Tenir ce suivi vous rendra aussi plus confiant au moment de la négociation car vous pourrez être précis et conscient de la justesse de vos chiffres. Sans oublier que cela vous évitera d’éventuelles mauvaises surprises administratives.
| 📌 Infos pratiques – Des outils simples pour garder le cap : • Créez un Google Sheets ou Notion pour suivre vos finances. • Inscrivez votre TJM cible, vos jours facturables, votre CA prévisionnel, vos charges, net. • Mettez à jour tous les mois avec vos chiffres réels. • Simulez 3 scénarios : conservateur, souhaité, optimiste. |
5. Exemple de TJM freelance (moyennes indicatives 2026)
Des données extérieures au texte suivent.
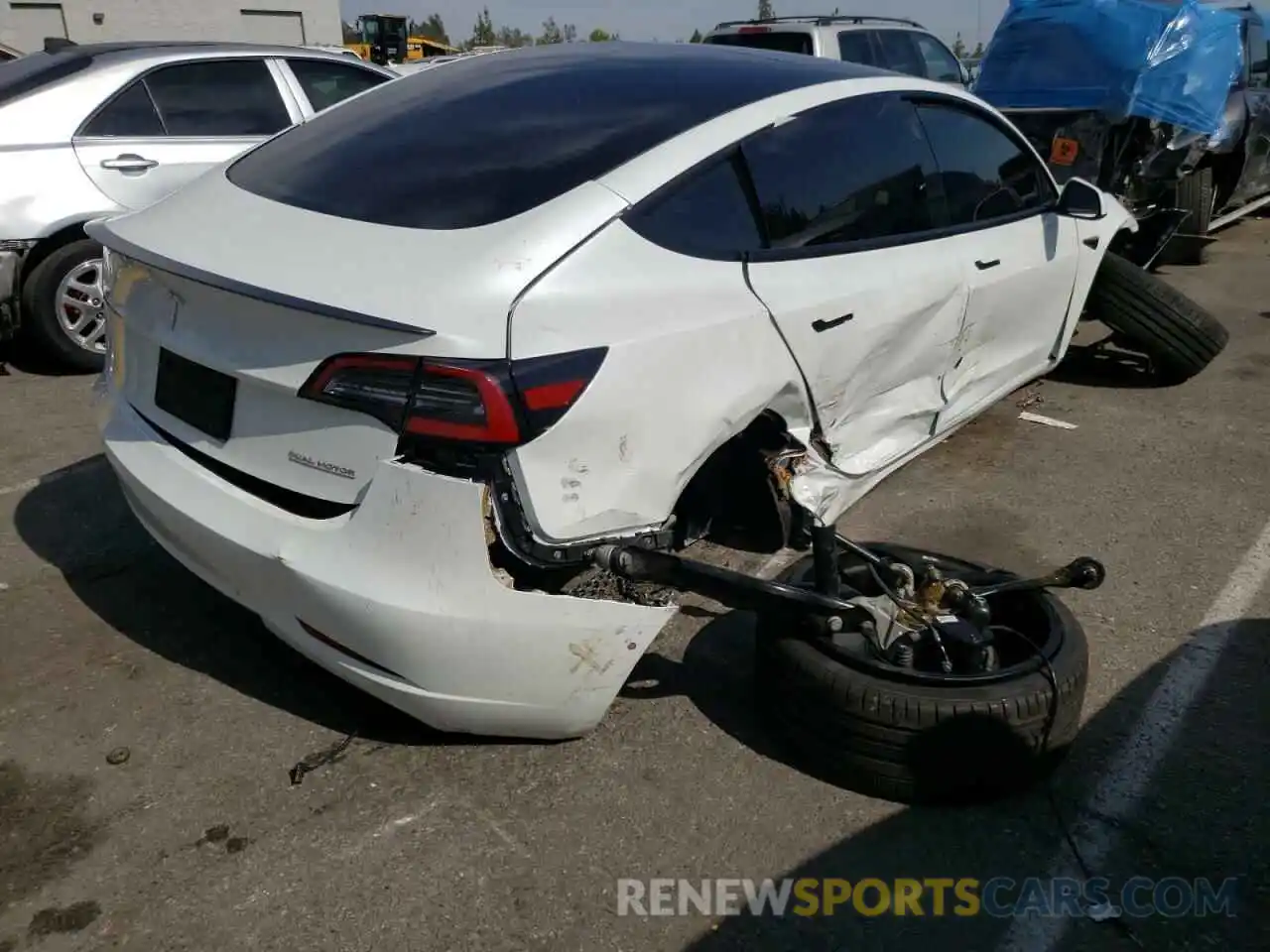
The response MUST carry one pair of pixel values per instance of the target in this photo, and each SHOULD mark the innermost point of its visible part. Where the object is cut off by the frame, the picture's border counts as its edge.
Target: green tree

| Métier | Junior (0-2 ans) | Intermédiaire (3-6 ans) | Senior (7+ ans) |
| Développeur web | 250 – 350 € | 350 – 500 € | 500 – 700 € |
| Designer UX/UI | 200 – 300 € | 300 – 450 € | 450 – 600 € |
| Consultant marketing digital | 250 – 350 € | 350 – 500 € | 500 – 700 € |
| Rédacteur / Copywriter | 150 – 250 € | 250 – 350 € | 350 – 500 € |
| Consultant IT / Cloud | 400 – 500 € | 500 – 700 € | 700 – 1000 € |
| Community Manager | 150 – 220 € | 220 – 320 € | 320 – 450 € |
| Photographe / Vidéaste | 200 – 300 € | 300 – 450 € | 450 – 600 € |
Conclusion : le TJM, votre boussole pour une expérience freelance sereine
Si vous êtes freelance, alors maîtriser votre TJM n’est pas une option : c’est la base pour construire une activité pérenne et rentable, que vous bossiez depuis Paris, Bali ou Buenos Aires. Prenez le temps de bien calculer, de comparer aux standards de votre métier, et surtout, d’ajuster régulièrement. On met en place des outils simples, on fait un peu de veille, et on se réserve une marge de sécurité… et votre compte en banque vous dira merci.